Data visualization is a term used to describe the use of graphical displays to summarize and present information about a data set. The goal of data visualization is to communicate as effectively and clearly as possible, the key information about the data. In this section, we provide guidelines for creating an effective graphical display, discuss how to select an appropriate type of display given the purpose of the study, illustrate the use of data dashboards, and show how the Cincinnati Zoo and Botanical Garden uses data visualization techniques to improve decision making.

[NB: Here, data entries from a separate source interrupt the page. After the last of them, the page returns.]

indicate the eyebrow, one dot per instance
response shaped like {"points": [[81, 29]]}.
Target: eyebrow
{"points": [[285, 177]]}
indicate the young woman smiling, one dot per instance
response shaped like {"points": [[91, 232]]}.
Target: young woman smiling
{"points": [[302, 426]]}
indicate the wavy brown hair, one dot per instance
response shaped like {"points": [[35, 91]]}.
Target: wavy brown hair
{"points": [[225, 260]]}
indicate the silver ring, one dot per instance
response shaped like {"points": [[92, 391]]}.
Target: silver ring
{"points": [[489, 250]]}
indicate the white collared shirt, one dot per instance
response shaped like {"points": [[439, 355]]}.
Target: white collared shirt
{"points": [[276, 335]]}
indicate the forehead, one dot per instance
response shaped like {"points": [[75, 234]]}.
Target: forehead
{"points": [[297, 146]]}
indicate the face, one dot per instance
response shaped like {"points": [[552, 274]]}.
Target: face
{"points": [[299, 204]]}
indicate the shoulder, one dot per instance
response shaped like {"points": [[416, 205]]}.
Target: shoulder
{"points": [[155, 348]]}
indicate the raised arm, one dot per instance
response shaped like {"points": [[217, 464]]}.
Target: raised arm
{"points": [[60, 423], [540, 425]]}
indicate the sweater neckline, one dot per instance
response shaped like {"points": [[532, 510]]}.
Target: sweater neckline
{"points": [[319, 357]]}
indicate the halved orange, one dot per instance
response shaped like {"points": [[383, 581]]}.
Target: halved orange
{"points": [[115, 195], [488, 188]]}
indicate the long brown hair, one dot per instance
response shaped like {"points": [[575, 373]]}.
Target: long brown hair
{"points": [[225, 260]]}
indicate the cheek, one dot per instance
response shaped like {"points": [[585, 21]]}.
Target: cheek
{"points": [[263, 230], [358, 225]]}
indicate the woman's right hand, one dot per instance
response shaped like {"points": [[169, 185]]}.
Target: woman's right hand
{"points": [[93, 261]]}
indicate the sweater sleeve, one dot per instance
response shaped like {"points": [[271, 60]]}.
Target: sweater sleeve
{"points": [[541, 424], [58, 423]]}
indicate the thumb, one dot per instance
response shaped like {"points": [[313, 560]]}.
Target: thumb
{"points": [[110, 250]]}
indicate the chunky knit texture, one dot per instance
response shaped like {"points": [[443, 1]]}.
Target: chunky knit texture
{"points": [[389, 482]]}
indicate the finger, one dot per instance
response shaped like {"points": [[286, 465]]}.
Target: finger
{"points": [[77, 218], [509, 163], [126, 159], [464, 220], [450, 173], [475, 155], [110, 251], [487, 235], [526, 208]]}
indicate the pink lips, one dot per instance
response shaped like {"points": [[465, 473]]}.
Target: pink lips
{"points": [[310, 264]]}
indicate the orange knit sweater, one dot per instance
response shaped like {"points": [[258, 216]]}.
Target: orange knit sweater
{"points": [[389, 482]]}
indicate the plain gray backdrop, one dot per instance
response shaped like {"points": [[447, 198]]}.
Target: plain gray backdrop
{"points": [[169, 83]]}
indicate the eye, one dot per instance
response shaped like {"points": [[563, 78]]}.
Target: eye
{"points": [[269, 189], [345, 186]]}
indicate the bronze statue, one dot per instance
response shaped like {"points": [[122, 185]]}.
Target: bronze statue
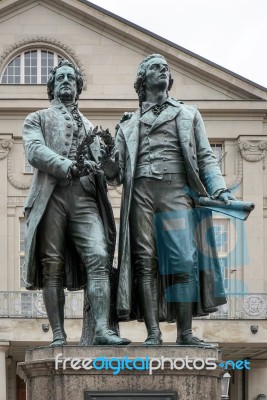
{"points": [[70, 236], [165, 164]]}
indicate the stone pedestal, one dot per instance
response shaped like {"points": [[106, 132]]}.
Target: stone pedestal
{"points": [[183, 371]]}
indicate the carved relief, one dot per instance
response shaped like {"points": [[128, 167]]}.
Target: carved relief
{"points": [[253, 152], [5, 146], [254, 306], [41, 41]]}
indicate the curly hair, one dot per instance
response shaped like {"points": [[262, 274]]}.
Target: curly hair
{"points": [[141, 77], [51, 79]]}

1. Creating Effective Graphical Displays
The data presented in Table 2.16 show the forecasted or planned value of sales ($1000s) and the actual value of sales ($1000s) by sales region in the United States for Gustin Chemical for the past year. Note that there are two quantitative variables (planned sales and actual sales) and one categorical variable (sales region). Suppose we would like to develop a graphical display that would enable management of Gustin Chemical to visualize how each sales region did relative to planned sales and simultaneously enable management to visualize sales performance across regions.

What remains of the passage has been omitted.